Avoid distractions. The best sleeping environment is usually one where light and noise are kept to a minimum. However, every child is different and too little light or too little noise can also prove to be an inhibitor to a restful sleep. Check for things that may be a distraction, such as the light from the street lamp finding its way through the window blind, or the ticking from that battery operated clock.

Control Electronics. Avoid any stimulation from electronics at least one hour before sleep time. This includes the use of cell phones, computers, tablets, loud music, and TV. The best thing to do is to avoid having any electronics in your child’s bedroom. Separating teens from their cell phone may be an uphill battle though. As a compromise, insist that the cell phone is powered off and out of arm’s reach. Placing it on a table or a dresser across the room is ideal, and may be an incentive for your teen to get out of bed in the morning! (see Establishing Routines)

Help your child feel safe. This tends to be a bigger issue for younger children who may be frightened of the dark or sleeping alone. Lots of encouragement will help! Keeping a nightlight that does not cast too much light is a good idea. Avoid TV shows and movies, especially scary ones, too close to bedtime. This goes for scary bedtime books and stories as well.

3. ENCOURAGE A HEALTHY LIFESTYLE

Establish healthy eating routines. Just like bedtime and wake-time hours, it is important to maintain consistent meal times for your children. It goes without saying that breakfast is the most important meal of the day, so establishing healthy morning routines that leave sufficient time for a nutritious breakfast is the key. Don’t eat too close to bedtime, however being too hungry or too full can equally affect a child’s ability to fall asleep. Lastly, avoid foods with caffeine, especially energy drinks and chocolate.

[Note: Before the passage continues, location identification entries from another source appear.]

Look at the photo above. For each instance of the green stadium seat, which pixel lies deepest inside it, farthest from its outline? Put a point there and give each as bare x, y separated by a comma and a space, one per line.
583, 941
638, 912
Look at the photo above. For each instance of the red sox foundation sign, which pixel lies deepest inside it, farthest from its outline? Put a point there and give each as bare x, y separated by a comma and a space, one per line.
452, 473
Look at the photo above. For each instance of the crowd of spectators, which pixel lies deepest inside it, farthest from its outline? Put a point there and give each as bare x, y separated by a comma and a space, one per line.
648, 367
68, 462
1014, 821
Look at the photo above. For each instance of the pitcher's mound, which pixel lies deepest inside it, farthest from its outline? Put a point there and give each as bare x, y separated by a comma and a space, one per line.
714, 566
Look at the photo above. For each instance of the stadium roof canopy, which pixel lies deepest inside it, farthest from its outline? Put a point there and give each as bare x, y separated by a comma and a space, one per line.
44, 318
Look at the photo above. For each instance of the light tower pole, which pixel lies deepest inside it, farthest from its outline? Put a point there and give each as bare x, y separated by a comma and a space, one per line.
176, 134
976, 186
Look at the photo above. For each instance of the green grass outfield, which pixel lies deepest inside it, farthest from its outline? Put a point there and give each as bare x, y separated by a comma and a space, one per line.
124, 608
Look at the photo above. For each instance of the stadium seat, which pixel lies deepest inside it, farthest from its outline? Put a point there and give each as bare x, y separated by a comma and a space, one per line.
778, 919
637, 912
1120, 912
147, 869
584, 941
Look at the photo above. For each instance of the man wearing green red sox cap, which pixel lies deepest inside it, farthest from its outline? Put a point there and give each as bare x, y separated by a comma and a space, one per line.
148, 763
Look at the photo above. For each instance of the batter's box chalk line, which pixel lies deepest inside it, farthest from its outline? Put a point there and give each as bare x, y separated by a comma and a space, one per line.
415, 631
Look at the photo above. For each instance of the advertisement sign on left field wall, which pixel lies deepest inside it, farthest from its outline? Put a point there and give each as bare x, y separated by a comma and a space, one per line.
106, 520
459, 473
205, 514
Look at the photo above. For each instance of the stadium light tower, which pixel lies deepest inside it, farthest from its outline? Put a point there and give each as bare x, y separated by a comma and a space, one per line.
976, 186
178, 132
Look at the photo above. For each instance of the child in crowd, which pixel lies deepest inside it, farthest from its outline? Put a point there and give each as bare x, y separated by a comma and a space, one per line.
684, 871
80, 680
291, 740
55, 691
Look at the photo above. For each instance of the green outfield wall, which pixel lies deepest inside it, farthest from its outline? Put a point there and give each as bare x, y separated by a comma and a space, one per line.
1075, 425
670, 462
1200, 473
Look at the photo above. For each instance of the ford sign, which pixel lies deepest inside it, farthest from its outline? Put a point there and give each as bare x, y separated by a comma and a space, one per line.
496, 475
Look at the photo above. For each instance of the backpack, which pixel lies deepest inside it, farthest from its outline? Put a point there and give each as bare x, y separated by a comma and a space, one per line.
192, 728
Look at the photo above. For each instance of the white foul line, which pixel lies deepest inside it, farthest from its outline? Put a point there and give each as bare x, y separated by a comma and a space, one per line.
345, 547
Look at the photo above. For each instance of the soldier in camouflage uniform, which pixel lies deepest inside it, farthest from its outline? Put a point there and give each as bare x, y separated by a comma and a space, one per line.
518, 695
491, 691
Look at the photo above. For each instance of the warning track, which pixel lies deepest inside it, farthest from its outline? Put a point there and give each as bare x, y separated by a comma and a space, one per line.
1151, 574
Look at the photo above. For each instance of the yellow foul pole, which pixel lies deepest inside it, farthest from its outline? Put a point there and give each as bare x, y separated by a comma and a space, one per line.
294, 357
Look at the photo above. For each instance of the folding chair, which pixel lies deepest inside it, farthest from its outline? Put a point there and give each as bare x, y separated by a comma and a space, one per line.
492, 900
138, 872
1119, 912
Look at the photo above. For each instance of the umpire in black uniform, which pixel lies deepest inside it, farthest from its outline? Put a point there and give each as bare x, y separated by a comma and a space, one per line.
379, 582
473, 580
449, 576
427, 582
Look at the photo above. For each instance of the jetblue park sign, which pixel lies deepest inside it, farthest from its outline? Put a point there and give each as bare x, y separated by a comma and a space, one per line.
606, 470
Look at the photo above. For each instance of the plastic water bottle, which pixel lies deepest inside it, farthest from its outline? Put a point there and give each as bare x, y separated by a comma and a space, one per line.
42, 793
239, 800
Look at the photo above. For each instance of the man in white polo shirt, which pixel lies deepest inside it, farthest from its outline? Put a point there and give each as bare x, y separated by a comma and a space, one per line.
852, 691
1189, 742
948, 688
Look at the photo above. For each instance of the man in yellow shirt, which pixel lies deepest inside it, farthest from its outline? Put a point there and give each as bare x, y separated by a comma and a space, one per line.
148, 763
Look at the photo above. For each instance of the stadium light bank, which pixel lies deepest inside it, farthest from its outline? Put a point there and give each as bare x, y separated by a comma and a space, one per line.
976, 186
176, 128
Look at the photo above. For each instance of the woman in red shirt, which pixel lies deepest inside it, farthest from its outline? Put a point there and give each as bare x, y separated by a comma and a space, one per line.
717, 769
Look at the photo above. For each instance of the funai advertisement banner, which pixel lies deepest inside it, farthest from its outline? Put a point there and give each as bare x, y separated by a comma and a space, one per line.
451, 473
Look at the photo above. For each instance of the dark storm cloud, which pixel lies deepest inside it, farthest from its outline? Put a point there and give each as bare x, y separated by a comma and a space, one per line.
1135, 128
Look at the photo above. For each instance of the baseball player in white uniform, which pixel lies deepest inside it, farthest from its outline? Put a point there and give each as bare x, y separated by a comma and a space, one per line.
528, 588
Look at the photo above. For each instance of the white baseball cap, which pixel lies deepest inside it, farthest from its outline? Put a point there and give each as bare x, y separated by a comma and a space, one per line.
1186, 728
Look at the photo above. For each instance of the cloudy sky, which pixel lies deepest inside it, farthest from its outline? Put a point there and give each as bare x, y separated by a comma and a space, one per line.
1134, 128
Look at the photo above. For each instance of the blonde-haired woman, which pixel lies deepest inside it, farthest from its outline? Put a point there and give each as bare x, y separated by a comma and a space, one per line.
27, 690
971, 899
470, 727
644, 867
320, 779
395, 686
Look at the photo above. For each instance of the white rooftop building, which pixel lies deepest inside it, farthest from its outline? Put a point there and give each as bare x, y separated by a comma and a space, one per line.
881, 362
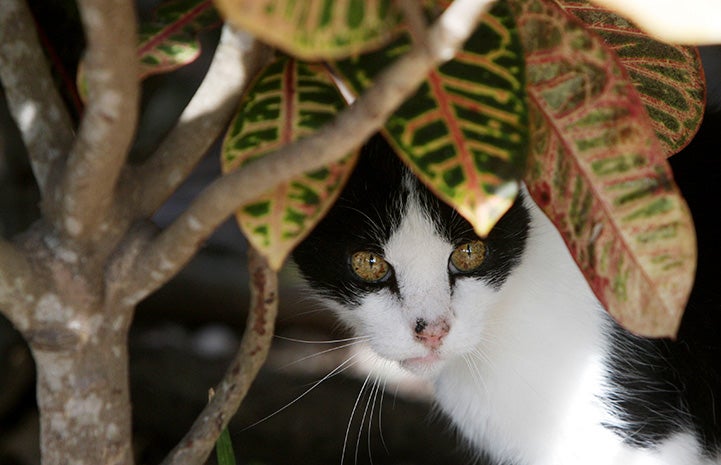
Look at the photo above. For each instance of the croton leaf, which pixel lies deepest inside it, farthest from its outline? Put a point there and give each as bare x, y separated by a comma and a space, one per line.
316, 29
287, 101
465, 132
600, 174
669, 78
170, 40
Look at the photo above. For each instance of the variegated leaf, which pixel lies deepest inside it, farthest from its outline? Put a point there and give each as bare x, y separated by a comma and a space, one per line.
600, 173
465, 131
669, 78
315, 29
170, 40
288, 100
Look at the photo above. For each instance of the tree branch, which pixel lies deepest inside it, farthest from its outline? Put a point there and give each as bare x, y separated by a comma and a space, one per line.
36, 106
237, 59
198, 443
169, 252
18, 285
81, 204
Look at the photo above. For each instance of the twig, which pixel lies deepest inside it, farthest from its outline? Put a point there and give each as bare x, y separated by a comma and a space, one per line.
169, 252
18, 285
413, 14
236, 60
45, 125
198, 443
81, 206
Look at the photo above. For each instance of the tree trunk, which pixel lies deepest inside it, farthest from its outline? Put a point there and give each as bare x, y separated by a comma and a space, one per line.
83, 394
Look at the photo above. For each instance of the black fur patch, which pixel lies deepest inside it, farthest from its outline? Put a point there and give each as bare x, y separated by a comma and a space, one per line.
370, 209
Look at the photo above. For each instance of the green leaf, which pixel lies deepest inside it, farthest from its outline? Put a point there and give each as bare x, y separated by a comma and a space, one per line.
170, 40
288, 100
465, 132
600, 174
315, 29
669, 78
224, 449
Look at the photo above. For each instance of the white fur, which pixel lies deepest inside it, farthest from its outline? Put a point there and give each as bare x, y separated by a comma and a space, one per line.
521, 369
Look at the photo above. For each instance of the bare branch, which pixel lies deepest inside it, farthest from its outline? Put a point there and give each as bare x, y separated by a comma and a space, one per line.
19, 286
237, 59
199, 441
413, 14
81, 204
169, 252
35, 104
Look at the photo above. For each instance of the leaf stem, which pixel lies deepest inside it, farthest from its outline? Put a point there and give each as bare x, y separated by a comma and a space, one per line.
169, 252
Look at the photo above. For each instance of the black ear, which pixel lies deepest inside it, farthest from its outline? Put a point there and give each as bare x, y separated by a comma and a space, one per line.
362, 218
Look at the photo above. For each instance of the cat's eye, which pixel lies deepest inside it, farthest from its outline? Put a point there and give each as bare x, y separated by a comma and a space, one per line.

Encourage physical activity. Encourage exercise and physical activity throughout the day, especially outdoors. Organized sports or outdoor play with friends increase needed exposure to fresh air and sunlight and helps children develop healthy social interaction skills. Limit time on video games and other electronic devices which tend to encourage a sedentary lifestyle. Lastly, discourage too much physical activity late at night as the increased stimulation can make it harder for your child to wind down for a relaxing sleep.

Children with a healthy sleeping pattern will be happier, healthier, and have a greater chance for success at school and later in life. It’s never too late to start incorporating these helpful tips, however, if you can establish these in the weeks before school starts, your child will be on the road to a great school year!